Fairfax plans to go digital-only
Photo by Shahadat Rahman / Unsplash

AdNews reports Fairfax CEO Greg Hywood said the Australian media company will move to a digital-only model.

Hywood doesn’t put a date on it but says the move will be in the future and only if print publishing becomes unprofitable.

This makes perfect sense even if there’s little evidence of other newspaper publishers making a successful move to digital.

Hobson's choice

Media companies have little choice, it’s either shrink to a digital core and hope the mastheads and brands continue to carry weight with readers, or hang around for the inevitable day when the print presses stop running.

Of course, anyone reading this site will have known that was true a decade ago.

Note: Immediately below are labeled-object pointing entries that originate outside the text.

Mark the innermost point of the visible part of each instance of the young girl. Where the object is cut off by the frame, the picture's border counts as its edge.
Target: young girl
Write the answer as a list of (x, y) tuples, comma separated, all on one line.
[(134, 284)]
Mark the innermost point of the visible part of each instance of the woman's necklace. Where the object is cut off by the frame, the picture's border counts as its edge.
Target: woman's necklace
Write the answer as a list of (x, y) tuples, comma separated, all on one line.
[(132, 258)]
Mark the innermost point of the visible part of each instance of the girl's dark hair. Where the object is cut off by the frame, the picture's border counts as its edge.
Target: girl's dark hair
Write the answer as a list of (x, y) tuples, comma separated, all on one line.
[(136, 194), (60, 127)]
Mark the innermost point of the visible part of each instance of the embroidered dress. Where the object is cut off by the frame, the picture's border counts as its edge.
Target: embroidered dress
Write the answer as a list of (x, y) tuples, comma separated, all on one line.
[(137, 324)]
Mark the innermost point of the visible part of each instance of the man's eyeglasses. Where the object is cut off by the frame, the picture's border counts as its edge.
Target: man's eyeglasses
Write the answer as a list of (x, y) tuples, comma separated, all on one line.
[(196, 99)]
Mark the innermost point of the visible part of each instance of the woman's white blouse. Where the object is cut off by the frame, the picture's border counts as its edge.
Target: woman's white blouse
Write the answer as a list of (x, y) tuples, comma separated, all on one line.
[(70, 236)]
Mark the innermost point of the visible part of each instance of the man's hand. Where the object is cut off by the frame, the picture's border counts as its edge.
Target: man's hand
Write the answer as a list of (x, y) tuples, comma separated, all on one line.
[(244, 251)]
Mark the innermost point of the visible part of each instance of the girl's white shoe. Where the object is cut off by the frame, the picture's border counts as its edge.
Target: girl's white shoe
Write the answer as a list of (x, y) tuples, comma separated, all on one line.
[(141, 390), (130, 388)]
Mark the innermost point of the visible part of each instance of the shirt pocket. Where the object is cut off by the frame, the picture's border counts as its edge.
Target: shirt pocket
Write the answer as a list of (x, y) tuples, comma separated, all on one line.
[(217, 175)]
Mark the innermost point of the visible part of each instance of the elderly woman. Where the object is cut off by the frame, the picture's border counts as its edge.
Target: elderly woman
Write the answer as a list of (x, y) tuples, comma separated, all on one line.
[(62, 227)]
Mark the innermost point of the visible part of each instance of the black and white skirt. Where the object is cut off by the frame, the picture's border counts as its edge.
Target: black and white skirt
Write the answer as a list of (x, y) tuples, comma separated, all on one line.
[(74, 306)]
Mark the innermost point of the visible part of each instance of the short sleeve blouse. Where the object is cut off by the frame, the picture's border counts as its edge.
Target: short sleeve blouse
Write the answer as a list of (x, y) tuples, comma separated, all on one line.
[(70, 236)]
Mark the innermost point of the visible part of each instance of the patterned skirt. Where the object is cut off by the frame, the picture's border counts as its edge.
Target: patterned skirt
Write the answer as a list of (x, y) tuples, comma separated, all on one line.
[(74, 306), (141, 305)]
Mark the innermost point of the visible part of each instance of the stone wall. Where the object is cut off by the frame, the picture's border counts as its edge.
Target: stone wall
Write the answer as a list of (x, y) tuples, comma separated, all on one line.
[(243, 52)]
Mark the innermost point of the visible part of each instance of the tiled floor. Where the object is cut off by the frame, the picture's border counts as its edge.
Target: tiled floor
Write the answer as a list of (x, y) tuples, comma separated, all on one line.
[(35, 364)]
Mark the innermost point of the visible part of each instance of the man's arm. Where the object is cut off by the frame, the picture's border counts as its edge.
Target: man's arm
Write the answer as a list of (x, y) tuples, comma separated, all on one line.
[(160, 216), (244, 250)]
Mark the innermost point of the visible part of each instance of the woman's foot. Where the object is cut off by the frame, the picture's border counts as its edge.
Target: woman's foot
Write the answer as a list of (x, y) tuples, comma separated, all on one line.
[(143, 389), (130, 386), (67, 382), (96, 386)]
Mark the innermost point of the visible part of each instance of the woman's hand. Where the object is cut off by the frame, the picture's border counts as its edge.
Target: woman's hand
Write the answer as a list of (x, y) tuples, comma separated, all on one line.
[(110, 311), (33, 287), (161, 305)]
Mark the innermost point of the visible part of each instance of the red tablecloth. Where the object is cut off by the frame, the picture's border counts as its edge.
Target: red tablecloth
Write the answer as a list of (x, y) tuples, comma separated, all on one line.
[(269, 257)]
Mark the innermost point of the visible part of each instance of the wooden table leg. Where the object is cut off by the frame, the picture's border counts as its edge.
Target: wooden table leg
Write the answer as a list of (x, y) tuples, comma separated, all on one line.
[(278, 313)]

Hywood says Fairfax’s digital strategy is ahead of the company’s competitors and ahead of most traditional media companies around the world. He is only part right. Fairfax’s most serious competition comes from media companies that were born digital.

Speaking of businesses born digital, Fairfax’s strategy looks curious in the light of its part sale of the TradeMe auction site. TradeMe is digital only. You might expect it to sit at the core of a digital-only publishing business. Likewise, you might also expect Fairfax to extend TradeMe's reach to Australia.

At the same time, Fairfax needs to up its game with digital advertising. Many of the ads on show at the site are low-value Google ads. Rather than display ads that deliver little value, it could direct news readers to the more lucrative TradeMe site.